Margaret Palmer
From an “Ecologist Directory” maintained by the ESA Education Office about 2004-2005. Profile circa 2004.
Degree Professor
Position Biology Department
Department Department of Entomology
Organization University of Maryland
Describe your route to a career in (or using) ecology. What challenges did you need to overcome? What was your training, and what positions have you held?
When I was an undergraduate at Emory University in the early 70’s, I worked in the lab of Don Shure who was doing food web work at Savannah River. I also took several courses from him and was absolutely taken with ecosystem modeling. He treated me like a graduate student, took me on field trips, and let me take seminars. He really opened my eyes to the complexity and excitement of ecology. Other folks included Bruce Coull who taught me how to write an NSF proposal, colleagues in my early years at the University of Maryland who helped me move from a focus on patterns to processes and underlying mechanisms (Art Popper, Gerry Borgia, Sandra Greer, Bob Denno …they span ecology, evolutionary behavior, neurobiology, and physical chemistry …so we talked about science in diverse ways!). Diana Wall invited me to join some SCOPE projects that got me to focus my work at global scales.
Don Shure taught me that one could love her work and get paid for it. Neither of my parents had finished college so I did not even know what an ‘Academic’ was when I went to college. But working in Don’s lab and a subsequent summer fellowship at Woods Hole Oceanographic Institution helped me learn what research is all about. At WHOI, I learned independence, ingenuity as well as how to. I was hooked. Now, I’m a professor in two departments: Biology and Entomology at the University of Maryland.

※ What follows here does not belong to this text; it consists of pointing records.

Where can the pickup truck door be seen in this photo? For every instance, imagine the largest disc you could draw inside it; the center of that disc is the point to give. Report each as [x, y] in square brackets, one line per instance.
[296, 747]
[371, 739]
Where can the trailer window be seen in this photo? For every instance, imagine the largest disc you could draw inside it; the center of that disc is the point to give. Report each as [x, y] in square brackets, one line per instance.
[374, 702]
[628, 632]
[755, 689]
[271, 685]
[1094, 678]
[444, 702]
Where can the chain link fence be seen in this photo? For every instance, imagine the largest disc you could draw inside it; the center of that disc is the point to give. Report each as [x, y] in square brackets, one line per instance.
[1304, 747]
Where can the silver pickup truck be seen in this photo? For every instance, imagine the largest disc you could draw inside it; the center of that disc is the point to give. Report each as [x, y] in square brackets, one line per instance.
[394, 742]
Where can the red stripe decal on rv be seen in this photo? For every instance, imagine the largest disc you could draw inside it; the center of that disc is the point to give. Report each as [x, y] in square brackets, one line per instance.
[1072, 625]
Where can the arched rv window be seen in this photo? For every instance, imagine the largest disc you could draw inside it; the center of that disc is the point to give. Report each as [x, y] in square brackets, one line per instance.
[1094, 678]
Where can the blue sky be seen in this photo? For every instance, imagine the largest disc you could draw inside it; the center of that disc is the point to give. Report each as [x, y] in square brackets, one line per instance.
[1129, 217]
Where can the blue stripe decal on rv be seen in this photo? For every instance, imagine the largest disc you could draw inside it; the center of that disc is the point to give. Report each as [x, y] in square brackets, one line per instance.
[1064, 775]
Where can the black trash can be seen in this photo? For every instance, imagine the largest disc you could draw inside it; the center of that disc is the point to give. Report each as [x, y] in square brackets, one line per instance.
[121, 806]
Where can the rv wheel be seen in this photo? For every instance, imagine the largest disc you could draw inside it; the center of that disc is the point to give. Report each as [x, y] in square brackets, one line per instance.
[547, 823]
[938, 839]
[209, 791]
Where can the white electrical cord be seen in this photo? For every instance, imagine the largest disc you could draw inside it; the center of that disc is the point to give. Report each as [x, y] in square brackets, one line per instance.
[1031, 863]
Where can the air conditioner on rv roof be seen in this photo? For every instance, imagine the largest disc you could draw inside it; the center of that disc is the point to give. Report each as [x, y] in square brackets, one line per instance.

I got my PhD in Oceanography in 1983 working with a marine ecologist (Bruce Coull) at the University of South Carolina and with a marine physicist (Giselher Gust). Learning physics and engineering challenged me. The engineering schools would not let me take their course because they saw me as a biologist. So I taught myself and spent time at USF working in Gust’s lab. My first faculty position was at a small liberal arts college in Indiana , where I leaned how to teach. However, I wanted to work with graduate students and make the transition from marine to freshwater systems. I wrote an NSF grant that allowed me to take a leave of absence from Wabash College to go to the University of Maryland for two years. After a year there (1987), they offered me a tenure track position; I resigned at Wabash and began at Maryland. I faced many challenges at first, there were not many women in the department, but I had a great Dept. Chair, Art Popper, who offered help and support. Other positions: Director of Biological Sciences at U of M; Director of Ecology Program, NSF; As well as many scientific advisory boards.
What key advice would you offer a student today?
- Think big. Ask questions that matter.
- Get as much quantitative training as possible. Take modeling courses,
theory courses, courses in the physical or social sciences that are relevant to ecology. - Collaborate early on. At least one of every student’s thesis or dissertation chapters should collaborative.
- READ!
What advice do you have for communicating ecology to diverse audiences?
- Be positive. Do not sink to the level of only critiquing- suggest alternatives.
- Pay attention to the ‘audience’ give them time to absorb the information. Make sure they “get it”.
- Clarify in a very positive and subtle way that you are talking about ecological SCIENCE not environmentalism as a political movement.